I do not recall ever having heard of evolution until that Christmas, nor of any controversy of science and faith. My young and inquiring mind eagerly devoured those books. Having no basis for knowing alternative views, their philosophy fed my presuppositions. We had been raised on a diet of “us vs them.” The Mennonite community was truly a separatist group, isolated from the worldly influences seeking to distract us from God and our lives of holiness. The message that scientists who were not Christians would deliberately seek opinions that opposed the Bible seemed to make sense in a world of battling worldviews. My naiveté in science led me to unquestioningly accept the arguments against evolution. The books made the case that evidence for evolution was weak and growing weaker, driven only by anti-Christian sentiment.
The public high school was my venue for witnessing and speech class provided the opportunity to proclaim the message of creationism. I did so with enthusiasm. Pushback from a fellow student merely served to substantiate the resistance of the world. My excitement about these ideas carried over into my physics class in my senior year. Science became my passion, though I found few additional resources on evolution, and I was eager to pursue physics at Wheaton College.

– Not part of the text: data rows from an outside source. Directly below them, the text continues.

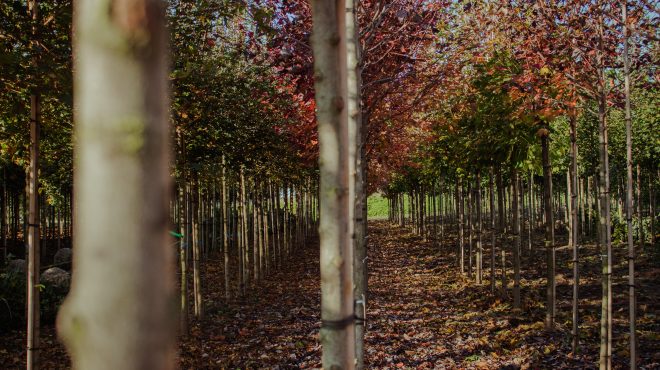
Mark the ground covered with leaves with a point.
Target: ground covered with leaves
(422, 314)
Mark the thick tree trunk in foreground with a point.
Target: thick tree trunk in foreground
(330, 70)
(479, 227)
(122, 253)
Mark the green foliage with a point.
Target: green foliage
(12, 300)
(377, 207)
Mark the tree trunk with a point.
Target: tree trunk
(330, 66)
(196, 249)
(461, 237)
(491, 188)
(357, 172)
(123, 251)
(33, 237)
(479, 256)
(632, 301)
(183, 258)
(605, 360)
(516, 235)
(549, 233)
(470, 226)
(573, 208)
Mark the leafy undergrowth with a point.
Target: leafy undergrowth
(422, 314)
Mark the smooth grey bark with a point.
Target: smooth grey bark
(516, 237)
(632, 300)
(33, 222)
(124, 253)
(330, 72)
(573, 208)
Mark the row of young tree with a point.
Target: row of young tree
(458, 96)
(545, 111)
(245, 187)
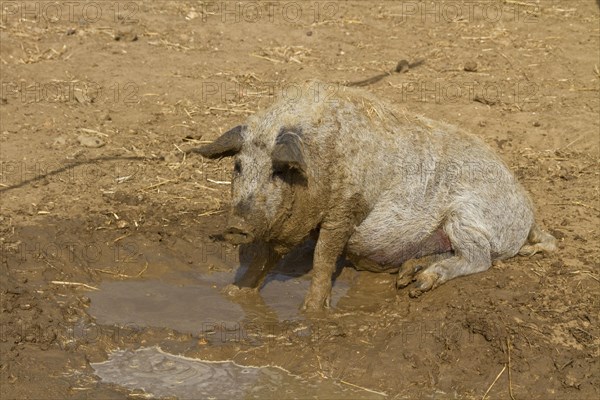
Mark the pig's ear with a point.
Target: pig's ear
(288, 153)
(227, 145)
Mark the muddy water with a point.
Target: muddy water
(192, 302)
(162, 374)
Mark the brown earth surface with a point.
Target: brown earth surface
(101, 100)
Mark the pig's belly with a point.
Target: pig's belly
(386, 249)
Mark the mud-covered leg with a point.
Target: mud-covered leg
(329, 247)
(410, 268)
(262, 259)
(471, 255)
(538, 241)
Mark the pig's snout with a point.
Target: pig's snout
(238, 232)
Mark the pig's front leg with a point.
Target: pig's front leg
(330, 246)
(262, 260)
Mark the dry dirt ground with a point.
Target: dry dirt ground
(101, 100)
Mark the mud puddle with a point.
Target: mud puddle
(161, 374)
(191, 308)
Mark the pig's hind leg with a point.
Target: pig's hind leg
(471, 254)
(410, 268)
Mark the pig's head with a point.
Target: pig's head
(266, 170)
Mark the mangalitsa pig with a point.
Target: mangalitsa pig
(384, 187)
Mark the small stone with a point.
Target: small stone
(470, 66)
(90, 141)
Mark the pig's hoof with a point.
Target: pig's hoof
(406, 275)
(236, 291)
(424, 282)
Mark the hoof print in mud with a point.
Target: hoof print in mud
(232, 290)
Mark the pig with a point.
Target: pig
(388, 189)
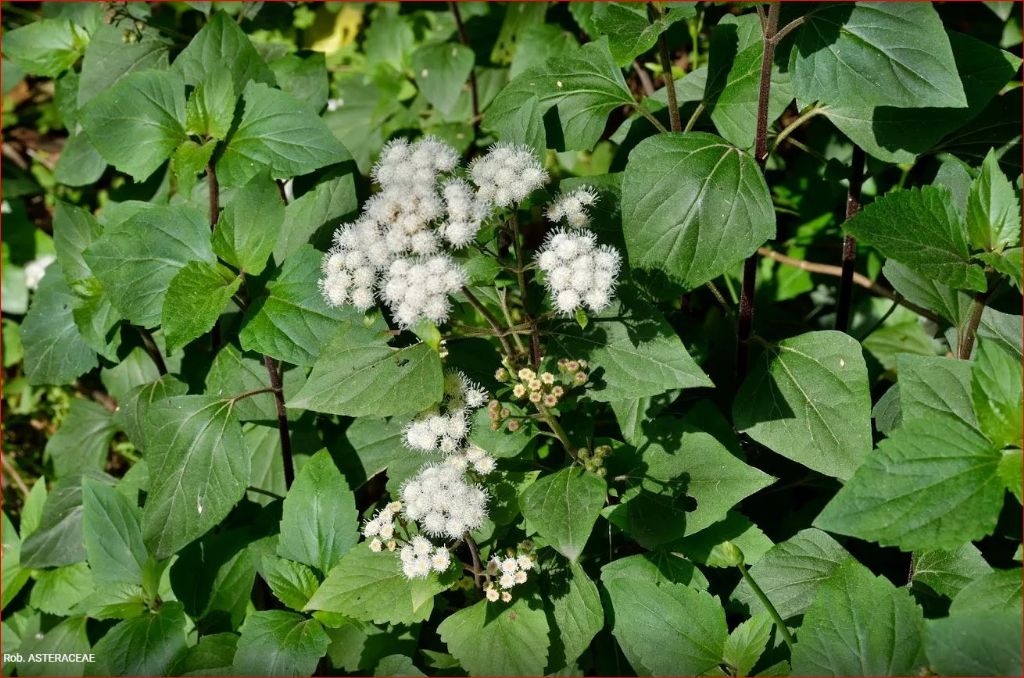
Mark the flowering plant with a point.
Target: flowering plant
(512, 339)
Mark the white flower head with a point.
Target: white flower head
(578, 270)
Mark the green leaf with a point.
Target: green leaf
(318, 522)
(935, 385)
(112, 530)
(137, 123)
(947, 573)
(905, 47)
(563, 508)
(578, 616)
(667, 629)
(222, 44)
(83, 440)
(693, 206)
(196, 297)
(57, 591)
(677, 464)
(210, 108)
(440, 73)
(358, 375)
(932, 484)
(109, 58)
(920, 228)
(137, 258)
(291, 582)
(62, 641)
(995, 391)
(12, 576)
(639, 354)
(993, 213)
(808, 399)
(275, 642)
(630, 32)
(859, 625)
(584, 86)
(74, 231)
(46, 47)
(199, 469)
(309, 217)
(747, 642)
(280, 132)
(145, 645)
(54, 350)
(791, 573)
(250, 225)
(498, 639)
(979, 643)
(371, 587)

Little did I know what lay ahead.
None of my science classes at Wheaton dealt with evolution or even creationism of any kind. The subject matter arose in a very different context. I met and fell in love with Marta Ebeling (now my wife for more than 40 years). Shortly after we met, I was eager to obtain the approval of her parents who had been missionaries to Africa, the highest form of sacrificial Christian vocation. Her father had worked in language translation and loved to talk about the challenges of translating various biblical passages. He was also a member of the American Scientific Affiliation (ASA), the society for Christians in science (of which I am now the Executive Director), and had been greatly influenced by Bernard Ramm. Fortunately, Marta warned me that her father was not supportive of young-earth creationist ideas. I was puzzled but was highly motivated to keep my mouth shut. I dared not jeopardize the approval of her parents. Her father had been a chemistry major at Wheaton College before going into the mission field for translation work. His background in science gave him a lifelong interest in issues of science and faith. I was greatly impressed as he talked about his understanding of many passages of Scripture. His deep knowledge was an eye-opener to me. I soon began to realize that most Wheaton science professors were ASA members and I began to connect with their vast resources.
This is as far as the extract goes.